Well, there is a local inertial frame in which the metric is flat around one point. Alternatively, you can always look at the components of the tensor in an orthonormal frame.

MTW has a good discussion.

5. Apr 20, 2008

### snoopies622

So, are you saying that since spacetime is a manifold, if we take a small enough section of it, we can treat it as flat, even in the presence of mass-energy? If so, then I think I understand.

6. Apr 20, 2008

### lbrits

Yes. That is correct. A very useful thing to realize in GR.

Here's a resource you might find useful.
http://people.hofstra.edu/Stefan_Waner/diff_geom/Sec12.html [Broken]

Last edited by a moderator: May 3, 2017
7. Apr 20, 2008

### snoopies622

Thanks, Ibrits (or is it lbrits?). I'll check out that 'Gravitation' book, too.

8. Apr 21, 2008

### off-diagonal

I think its called "local cartesian coordinate"

9. Apr 21, 2008

### shalayka

From what I understand, gamma does play a direct role in general relativity.

Both gravitational and kinematic time dilation contribute toward the relativistic precession of an orbiting mass (ex: Mercury around the Sun), where kinematic time dilation is what arises from special relativity.

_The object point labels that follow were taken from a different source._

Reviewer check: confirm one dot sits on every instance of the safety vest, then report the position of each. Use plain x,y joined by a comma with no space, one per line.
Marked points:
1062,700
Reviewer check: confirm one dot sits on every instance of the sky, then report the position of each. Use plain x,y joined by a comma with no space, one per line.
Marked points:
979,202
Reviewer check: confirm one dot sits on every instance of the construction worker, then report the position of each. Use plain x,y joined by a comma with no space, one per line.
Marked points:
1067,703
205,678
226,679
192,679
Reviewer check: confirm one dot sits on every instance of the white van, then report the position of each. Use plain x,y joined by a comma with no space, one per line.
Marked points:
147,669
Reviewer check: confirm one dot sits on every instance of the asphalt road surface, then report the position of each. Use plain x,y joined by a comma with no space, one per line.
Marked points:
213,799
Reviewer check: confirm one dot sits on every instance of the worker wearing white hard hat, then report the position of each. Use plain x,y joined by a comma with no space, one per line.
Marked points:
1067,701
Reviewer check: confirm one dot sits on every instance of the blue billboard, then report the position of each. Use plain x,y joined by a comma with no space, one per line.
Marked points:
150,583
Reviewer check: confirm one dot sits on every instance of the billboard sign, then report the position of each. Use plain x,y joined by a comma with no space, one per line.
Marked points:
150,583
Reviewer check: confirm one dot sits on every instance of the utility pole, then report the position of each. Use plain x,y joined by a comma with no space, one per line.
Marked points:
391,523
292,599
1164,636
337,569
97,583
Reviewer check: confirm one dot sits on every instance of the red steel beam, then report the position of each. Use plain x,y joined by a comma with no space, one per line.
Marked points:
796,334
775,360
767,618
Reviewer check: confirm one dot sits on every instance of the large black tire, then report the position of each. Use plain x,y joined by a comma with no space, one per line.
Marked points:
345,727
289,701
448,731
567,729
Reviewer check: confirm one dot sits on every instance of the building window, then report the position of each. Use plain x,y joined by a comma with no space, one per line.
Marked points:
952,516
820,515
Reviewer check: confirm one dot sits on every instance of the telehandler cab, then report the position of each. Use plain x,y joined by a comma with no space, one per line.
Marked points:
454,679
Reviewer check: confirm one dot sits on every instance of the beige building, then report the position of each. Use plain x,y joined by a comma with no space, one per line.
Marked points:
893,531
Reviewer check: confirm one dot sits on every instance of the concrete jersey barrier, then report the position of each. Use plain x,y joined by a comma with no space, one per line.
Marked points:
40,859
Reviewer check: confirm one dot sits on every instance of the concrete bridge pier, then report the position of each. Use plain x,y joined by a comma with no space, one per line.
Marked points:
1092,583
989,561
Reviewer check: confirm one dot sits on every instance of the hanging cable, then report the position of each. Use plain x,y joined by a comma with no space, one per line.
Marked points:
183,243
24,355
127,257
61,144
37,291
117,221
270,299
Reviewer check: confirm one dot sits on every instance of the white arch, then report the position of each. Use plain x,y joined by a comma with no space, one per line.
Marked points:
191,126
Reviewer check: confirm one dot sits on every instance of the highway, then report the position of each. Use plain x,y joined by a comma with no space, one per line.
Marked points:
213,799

In terms of "orbits per orbit" of relativistic precession, where r is the average orbit radius (semi-major axis), a common formula is:

$$\delta = \frac{3GM}{rc^2}$$

Two-thirds of this is from gravitational time dilation (due to the gravitational field of the source mass), and one-third from kinematic time dilation (due to the current velocity of the orbiting mass in relation to the source mass).

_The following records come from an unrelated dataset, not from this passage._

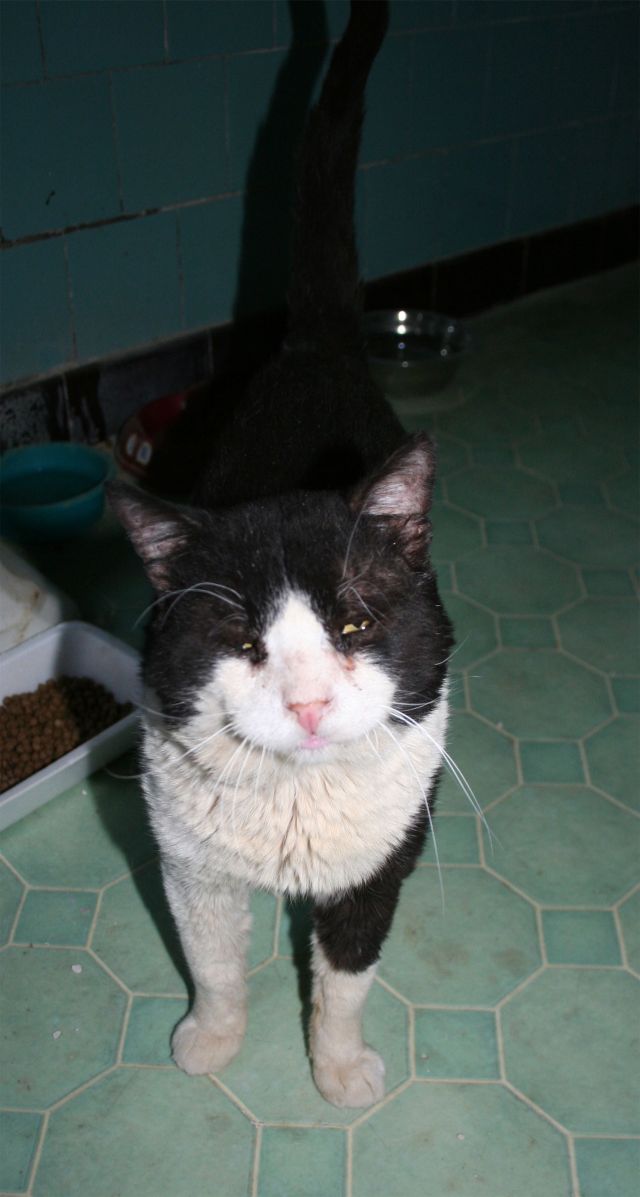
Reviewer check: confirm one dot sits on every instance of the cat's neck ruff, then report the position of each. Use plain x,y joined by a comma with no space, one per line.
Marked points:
291,827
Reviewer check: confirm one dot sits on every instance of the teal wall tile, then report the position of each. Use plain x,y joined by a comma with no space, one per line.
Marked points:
627,77
449,83
58,156
125,281
520,91
493,10
623,163
80,36
402,210
209,237
20,58
587,54
385,132
257,81
223,28
35,317
170,133
325,23
420,13
476,181
543,177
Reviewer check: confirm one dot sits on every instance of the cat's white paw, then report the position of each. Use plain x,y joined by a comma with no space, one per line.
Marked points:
197,1051
355,1082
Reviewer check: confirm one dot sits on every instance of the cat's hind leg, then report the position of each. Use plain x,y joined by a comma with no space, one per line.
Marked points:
213,925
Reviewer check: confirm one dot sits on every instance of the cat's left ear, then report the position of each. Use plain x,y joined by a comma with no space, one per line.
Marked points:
159,532
400,494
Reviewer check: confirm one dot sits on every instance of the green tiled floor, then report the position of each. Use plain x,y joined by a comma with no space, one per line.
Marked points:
507,1001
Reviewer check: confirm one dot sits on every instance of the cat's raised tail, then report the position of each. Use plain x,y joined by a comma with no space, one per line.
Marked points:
324,289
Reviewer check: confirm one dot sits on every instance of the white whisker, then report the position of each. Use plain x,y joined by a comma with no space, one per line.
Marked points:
412,766
450,764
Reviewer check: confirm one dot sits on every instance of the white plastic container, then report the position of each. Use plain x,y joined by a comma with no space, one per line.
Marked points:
75,650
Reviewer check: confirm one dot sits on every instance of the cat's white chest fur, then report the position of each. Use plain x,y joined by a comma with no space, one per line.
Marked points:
255,803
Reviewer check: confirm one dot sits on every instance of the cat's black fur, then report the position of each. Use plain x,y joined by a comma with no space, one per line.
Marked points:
291,496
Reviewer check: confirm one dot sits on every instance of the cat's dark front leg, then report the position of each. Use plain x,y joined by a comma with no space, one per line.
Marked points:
347,940
213,923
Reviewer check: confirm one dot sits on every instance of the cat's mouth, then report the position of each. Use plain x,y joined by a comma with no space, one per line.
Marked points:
314,741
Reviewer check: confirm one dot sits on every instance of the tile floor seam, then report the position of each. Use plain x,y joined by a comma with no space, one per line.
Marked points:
361,1119
109,972
123,1030
6,862
573,1166
255,1166
38,1150
348,1164
17,917
233,1098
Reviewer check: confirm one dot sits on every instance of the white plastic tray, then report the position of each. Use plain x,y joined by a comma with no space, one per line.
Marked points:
77,650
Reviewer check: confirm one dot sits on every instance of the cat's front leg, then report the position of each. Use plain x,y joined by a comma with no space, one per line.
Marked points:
346,1070
349,931
213,925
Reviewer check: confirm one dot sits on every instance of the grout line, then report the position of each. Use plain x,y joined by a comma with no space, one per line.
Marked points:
255,1171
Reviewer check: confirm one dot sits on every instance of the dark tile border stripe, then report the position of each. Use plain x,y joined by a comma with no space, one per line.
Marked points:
92,401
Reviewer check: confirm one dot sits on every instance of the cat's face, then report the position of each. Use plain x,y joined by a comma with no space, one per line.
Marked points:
297,623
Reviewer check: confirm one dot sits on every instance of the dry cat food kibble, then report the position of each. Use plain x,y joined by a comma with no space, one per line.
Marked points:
43,724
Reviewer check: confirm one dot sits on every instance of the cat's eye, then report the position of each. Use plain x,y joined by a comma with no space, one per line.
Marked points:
349,629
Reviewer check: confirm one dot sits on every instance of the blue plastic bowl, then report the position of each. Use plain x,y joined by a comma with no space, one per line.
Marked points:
52,491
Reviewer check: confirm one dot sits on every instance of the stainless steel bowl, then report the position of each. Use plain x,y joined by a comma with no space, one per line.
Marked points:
414,353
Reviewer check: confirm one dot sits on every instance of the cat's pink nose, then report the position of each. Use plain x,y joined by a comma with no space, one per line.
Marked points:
309,714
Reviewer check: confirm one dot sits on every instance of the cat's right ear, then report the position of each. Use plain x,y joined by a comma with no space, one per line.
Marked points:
158,530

The value $$\delta 2\pi$$ gives the relativistic precession in terms of radians per orbit.

Last edited: Apr 21, 2008
10. Apr 21, 2008

### snoopies622

So in that case the kinematic time dilation would involve the Lorentz factor, even though the metric is non-Minkowskian. Hmm.

11. Apr 21, 2008

### shalayka

Yep. I believe that's a fair summary.

One other point I left out was that when a mass is radially in-falling (no transverse acceleration), kinematic and gravitational time dilation are actually the same thing.

Last edited: Apr 21, 2008
12. Apr 22, 2008

### snoopies622

Thanks, shalayka. I will look further into this. That 3GM/(rc^2) term looks familiar.

13. Apr 22, 2008

### shalayka

It might also help to see it from the perspective of:

$$3 \frac{GM}{rc^2} \frac{1}{1 - e^2} = 3 \frac{v^2}{c^2} \frac{1}{1 - e^2},$$

$$v = \sqrt{\frac{GM}{r}}.$$

... where e is eccentricity, and r is the average orbit radius (semi-major axis).

From what we know about special relativity, kinematic time dilation, in relation to an orbiting body, is given by:

$$\tau = t \sqrt{1 - \frac{v^2}{c^2}} = t \sqrt{1 - \frac{GM}{rc^2}},$$

From general relativity, gravitational time dilation is given by:

$$\tau = t \sqrt{1 - \frac{2GM}{rc^2}}.$$

As you can see, both forms of time dilation are quite similar when considering it from the perspective of an orbiting body.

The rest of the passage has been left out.